Monday, February 28, 2005

Recent Technicalities

NAS

Uh, uh, uh, now let's get it all in perspective
For all y'all enjoyment, a song y'all can step wit'
Y'all appointed me to bring rap justice
But I ain't five-O, y'all know it's Nas yo
Grey goose and a whole lotta hydro
Only describe us as soldier survivors
Stay laced in the best, well dressed with finesse
In a white tee lookin for wifie

Nas, “Made You Look”

Does this sound familliar? It should; its rhythmn is timeless.

Shakespeare

To be, or not to be: that is the question:
Whether 'tis nobler in the mind to suffer
The slings and arrows of outrageous fortune,
Or to take arms against a sea of troubles,
And by opposing end them? To die: to sleep;
No more; and by a sleep to say we end
The heart-ache and the thousand natural shocks
That flesh is heir to, 'tis a consummation

Shakespeare, Hamlet (III.i.64-74)

Same structure, same rhythmn, read them side-by-side if you don't believe me.

Among the characteristics observable by the untrained ear are the even distribution of syllables and rhymes; together, they make flow: the anticipation of the next series of words and their cadence. Because both of these poems are designed performance pieces, it is far more important for the poem to sound regimented. In observing poetry, the ear expects slight variations on a common pattern; the best patterns make the best sounds. There are no visible line breaks in the spoken word, so poets do not have the comfort of a page to regiment poetry; white space, shape, and placement don't matter.

So, you may ask, how do we know what structures Nas and Shakespeare use? The answer is in the line and the foot. A foot is a regular series of syllables around an accent. A regular line should contain the same number of identical feet, all of which have names.

MAJOR FEET:
Iamb: - /
Trochee: / -
Anapest: - - /

MINOR FEET:
Spondee: / /
Pyrrhic: - -
Dactyl: / - -

Poems are rarely written exclusively with minor feet; major feet make up the bulk of English verse. If you've heard of iambic pentameter, you should know how to describe a line. If you haven't, it's really easy. First you state the foot name (such as iambic, trochaic, or anapestic), then the number of feet in a line:

One Foot: monometer
Two Feet: bimeter
Three Feet: trimeter
Four feet: tetrameter
Five feet: pentameter
Six feet: hexameter

As the feet get more numerous, you'll need more wind to use them. Barrel-chested bards and rappers use five and six foot lines frequently. My somewhat more limited mouth is more comfortable with tetrameter and trimeter.

There are even more complicated structures at work in most regimented verse, such as minor foot replacement and cataletic verse. It's ok to replace a major foot with a minor foot with the same number of syllables, or vise-versa. The spondee and pyrrhic both appear in the Nas and Shakepseare examples above as minor replacement feet. The name of a line with two different feet is derived from the most common foot in the line. Cataletic verse consists of lines with either a syllable missing at the end, or an added syllable at the beginning of a line; used together, they make syncopation: a pattern where a normally weak syllable is stressed.

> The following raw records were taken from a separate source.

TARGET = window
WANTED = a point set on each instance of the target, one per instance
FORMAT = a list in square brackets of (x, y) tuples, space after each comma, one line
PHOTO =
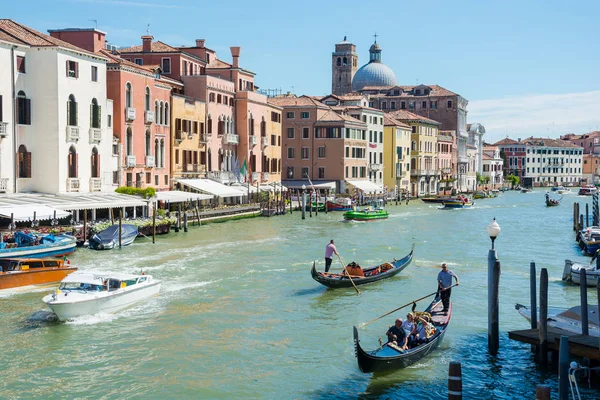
[(23, 109), (305, 153), (73, 69), (21, 64), (166, 65)]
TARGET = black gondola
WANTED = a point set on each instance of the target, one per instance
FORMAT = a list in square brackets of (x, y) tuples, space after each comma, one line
[(387, 357), (372, 274)]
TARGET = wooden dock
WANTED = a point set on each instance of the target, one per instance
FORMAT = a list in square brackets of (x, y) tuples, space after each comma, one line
[(579, 345)]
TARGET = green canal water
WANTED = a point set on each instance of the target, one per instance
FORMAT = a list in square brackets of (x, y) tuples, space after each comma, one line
[(239, 315)]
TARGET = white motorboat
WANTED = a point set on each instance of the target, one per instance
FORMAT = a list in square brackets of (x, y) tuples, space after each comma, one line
[(87, 293), (572, 273), (567, 319)]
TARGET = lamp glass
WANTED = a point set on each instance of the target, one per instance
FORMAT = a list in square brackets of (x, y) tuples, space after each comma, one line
[(493, 229)]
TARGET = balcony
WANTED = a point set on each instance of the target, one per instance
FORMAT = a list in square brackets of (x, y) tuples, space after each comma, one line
[(130, 162), (72, 133), (3, 129), (95, 135), (150, 161), (130, 114), (73, 184), (95, 184), (148, 116), (230, 138)]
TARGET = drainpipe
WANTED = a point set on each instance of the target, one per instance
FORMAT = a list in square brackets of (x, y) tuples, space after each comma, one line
[(14, 102)]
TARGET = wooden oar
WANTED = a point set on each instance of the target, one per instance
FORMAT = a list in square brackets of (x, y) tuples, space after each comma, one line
[(344, 265), (399, 308)]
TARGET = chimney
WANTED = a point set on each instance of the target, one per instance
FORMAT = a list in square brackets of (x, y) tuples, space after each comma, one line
[(235, 54), (147, 43)]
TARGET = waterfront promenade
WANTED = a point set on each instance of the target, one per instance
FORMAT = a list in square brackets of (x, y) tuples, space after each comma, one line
[(239, 315)]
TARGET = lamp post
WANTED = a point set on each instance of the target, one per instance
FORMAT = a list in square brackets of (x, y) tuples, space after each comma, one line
[(493, 230)]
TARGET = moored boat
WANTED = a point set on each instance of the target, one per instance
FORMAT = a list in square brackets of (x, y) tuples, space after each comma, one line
[(566, 319), (389, 357), (19, 272), (373, 274), (88, 293), (109, 238), (29, 245)]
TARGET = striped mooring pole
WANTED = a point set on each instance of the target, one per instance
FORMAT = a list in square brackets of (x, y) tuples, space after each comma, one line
[(454, 381)]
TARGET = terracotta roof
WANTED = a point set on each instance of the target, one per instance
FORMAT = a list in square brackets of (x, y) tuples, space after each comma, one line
[(25, 35), (403, 115)]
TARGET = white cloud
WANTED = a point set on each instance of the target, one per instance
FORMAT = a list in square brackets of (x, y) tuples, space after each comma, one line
[(548, 115)]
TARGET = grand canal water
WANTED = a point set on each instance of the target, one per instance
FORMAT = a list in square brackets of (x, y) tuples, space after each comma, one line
[(240, 317)]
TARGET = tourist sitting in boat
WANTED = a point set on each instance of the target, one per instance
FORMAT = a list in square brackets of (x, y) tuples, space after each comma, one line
[(397, 336)]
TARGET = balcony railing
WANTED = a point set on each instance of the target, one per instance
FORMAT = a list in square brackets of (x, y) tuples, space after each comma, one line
[(130, 162), (150, 161), (95, 135), (95, 184), (130, 114), (149, 116), (3, 129), (230, 138), (73, 184), (72, 133)]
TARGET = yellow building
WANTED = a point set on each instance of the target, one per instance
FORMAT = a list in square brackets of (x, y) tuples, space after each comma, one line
[(188, 138), (396, 157), (424, 175)]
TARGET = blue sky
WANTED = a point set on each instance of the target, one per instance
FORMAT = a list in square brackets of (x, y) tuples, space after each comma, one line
[(526, 67)]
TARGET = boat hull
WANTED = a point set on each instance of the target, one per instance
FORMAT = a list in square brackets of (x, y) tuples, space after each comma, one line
[(106, 302)]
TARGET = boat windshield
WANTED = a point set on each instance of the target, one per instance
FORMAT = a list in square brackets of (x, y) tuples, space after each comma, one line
[(71, 286)]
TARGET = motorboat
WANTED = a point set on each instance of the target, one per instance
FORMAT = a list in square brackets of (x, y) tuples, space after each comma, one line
[(567, 319), (30, 245), (88, 293), (17, 272), (572, 272), (109, 238)]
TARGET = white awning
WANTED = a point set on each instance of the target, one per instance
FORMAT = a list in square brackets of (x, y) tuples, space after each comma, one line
[(177, 196), (366, 186), (26, 212), (211, 187)]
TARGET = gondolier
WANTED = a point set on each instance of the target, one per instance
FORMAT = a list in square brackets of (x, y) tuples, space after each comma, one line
[(444, 285)]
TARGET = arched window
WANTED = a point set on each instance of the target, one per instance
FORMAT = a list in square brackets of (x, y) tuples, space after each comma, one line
[(148, 143), (129, 142), (72, 162), (95, 113), (72, 111), (24, 159), (128, 95), (95, 163)]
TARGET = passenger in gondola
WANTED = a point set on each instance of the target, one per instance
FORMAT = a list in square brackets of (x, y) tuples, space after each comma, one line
[(397, 336)]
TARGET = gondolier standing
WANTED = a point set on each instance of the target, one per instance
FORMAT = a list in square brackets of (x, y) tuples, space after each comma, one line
[(330, 250), (444, 285)]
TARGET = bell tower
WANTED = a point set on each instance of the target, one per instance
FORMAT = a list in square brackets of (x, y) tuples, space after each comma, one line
[(344, 64)]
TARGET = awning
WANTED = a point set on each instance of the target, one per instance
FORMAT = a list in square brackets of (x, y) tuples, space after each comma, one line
[(316, 184), (177, 196), (26, 212), (211, 187), (366, 186)]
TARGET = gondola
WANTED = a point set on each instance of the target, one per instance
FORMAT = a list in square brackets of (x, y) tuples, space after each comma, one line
[(372, 274), (387, 357)]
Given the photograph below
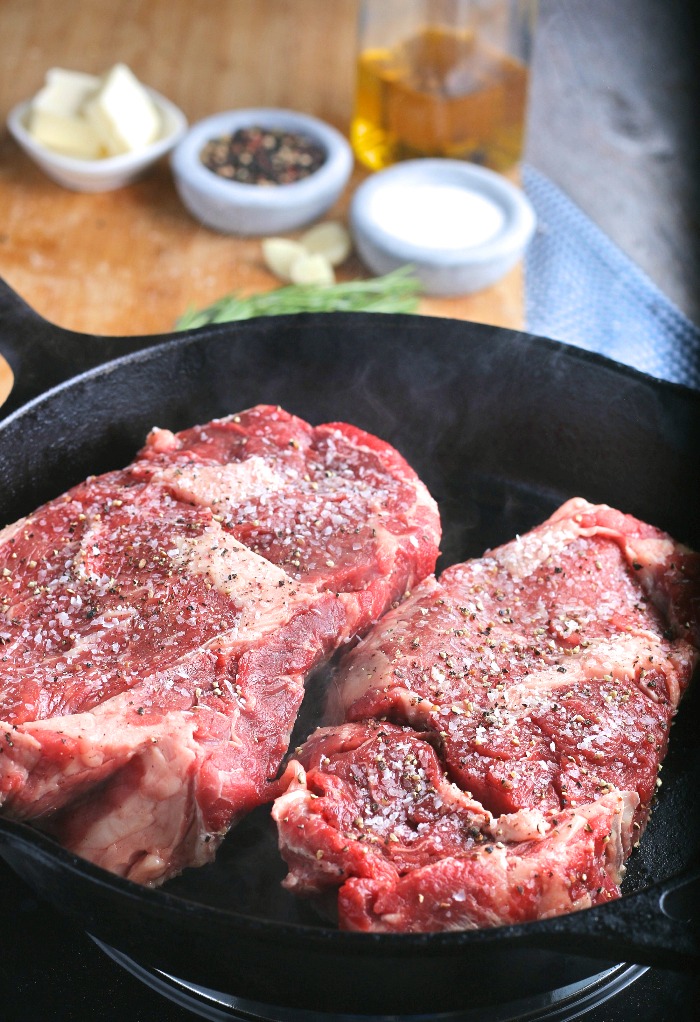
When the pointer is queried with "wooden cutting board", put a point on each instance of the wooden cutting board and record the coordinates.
(130, 262)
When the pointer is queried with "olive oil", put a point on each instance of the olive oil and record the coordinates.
(439, 93)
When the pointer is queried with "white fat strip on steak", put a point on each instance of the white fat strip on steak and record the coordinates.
(106, 741)
(225, 488)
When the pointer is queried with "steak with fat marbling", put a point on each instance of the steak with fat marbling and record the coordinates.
(157, 622)
(503, 732)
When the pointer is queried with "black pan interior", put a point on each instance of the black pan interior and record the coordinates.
(502, 427)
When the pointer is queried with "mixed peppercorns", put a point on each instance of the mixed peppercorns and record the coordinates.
(263, 156)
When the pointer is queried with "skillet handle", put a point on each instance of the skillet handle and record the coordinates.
(42, 355)
(659, 926)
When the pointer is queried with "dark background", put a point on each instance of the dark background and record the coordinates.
(614, 123)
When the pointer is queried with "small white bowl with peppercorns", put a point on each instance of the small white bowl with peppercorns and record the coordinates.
(261, 171)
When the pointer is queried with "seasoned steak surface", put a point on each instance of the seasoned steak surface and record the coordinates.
(504, 729)
(157, 623)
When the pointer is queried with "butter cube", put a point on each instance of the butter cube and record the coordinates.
(55, 114)
(122, 112)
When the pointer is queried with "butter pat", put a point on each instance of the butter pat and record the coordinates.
(122, 113)
(55, 120)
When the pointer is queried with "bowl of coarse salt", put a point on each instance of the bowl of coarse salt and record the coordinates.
(460, 226)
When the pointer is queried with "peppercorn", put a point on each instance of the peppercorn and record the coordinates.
(263, 156)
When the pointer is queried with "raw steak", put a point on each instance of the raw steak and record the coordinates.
(157, 623)
(504, 729)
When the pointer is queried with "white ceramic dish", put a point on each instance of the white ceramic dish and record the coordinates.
(233, 207)
(460, 226)
(99, 175)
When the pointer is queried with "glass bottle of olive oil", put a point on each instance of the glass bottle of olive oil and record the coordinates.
(442, 78)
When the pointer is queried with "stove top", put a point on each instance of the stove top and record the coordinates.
(52, 971)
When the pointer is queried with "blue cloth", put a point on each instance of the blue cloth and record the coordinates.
(581, 289)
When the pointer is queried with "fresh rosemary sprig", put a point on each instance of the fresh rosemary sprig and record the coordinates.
(394, 292)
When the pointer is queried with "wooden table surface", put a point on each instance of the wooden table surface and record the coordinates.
(131, 261)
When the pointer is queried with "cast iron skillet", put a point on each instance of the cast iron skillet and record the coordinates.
(503, 427)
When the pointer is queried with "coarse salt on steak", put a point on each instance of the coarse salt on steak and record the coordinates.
(157, 622)
(504, 729)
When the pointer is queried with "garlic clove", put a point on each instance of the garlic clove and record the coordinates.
(312, 269)
(279, 253)
(330, 238)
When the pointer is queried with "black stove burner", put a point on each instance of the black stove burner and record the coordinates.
(562, 1005)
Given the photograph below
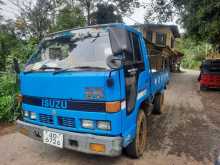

Recitation and Examination combined with scansion tell clearly if the quantified flow that works well with itself and the human ear: it's a method used to test the poem at hand for unseen metrical errors. Scansion is the process of breaking down a poem into lines and feet. It sounds hard, but it's really quite easy; first you count the number of syllables in each line, then decide which syllables are accented and which ones aren't. After that, you can find the feet and count them up to determine the metrical measure.

The heirs to Shakespeare's throne, in my opinion, are not Ezra Pound, William Carlos Williams, or Maya Angelou; the heirs are DMX, Nas, and other rappers who make poetry that people actually observe. Poetry has written itself into such a small corner that the old ways are coming back around in rap. Nas may not know it, but he is using these constructions in his best work. I see them; I hear them; I feel them. To me, there is nothing better than a sonnet, Shakespeare's or Petrarch's (I've read the Petrarch in Italian, it's gorgeous). However, if denied knowlege of classical verse as so many youngsters are, I would turn to its best modern equivalent: the rap poem. Poetry is as important now as it ever was, but I believe people will go elsewhere if its sweetness is unavailable from the usual wordmongers.

Poetry differs from prose because it treats how the words are said with the same importance as what the words mean. In Rap, I find this to be especially true. Rap makes a strange ally to old-style metric poetry, but with all its flaws, it still leads the way for style over substance poetry into the forseeable future. It's a damn shame we've lost Milton and damn near lost Shakespeare, but given the state of contemporary academic poetry, I will listen to Nas before Maya Angelou every time.

I'll get off my soapbox now; perhaps I'll post a poem later.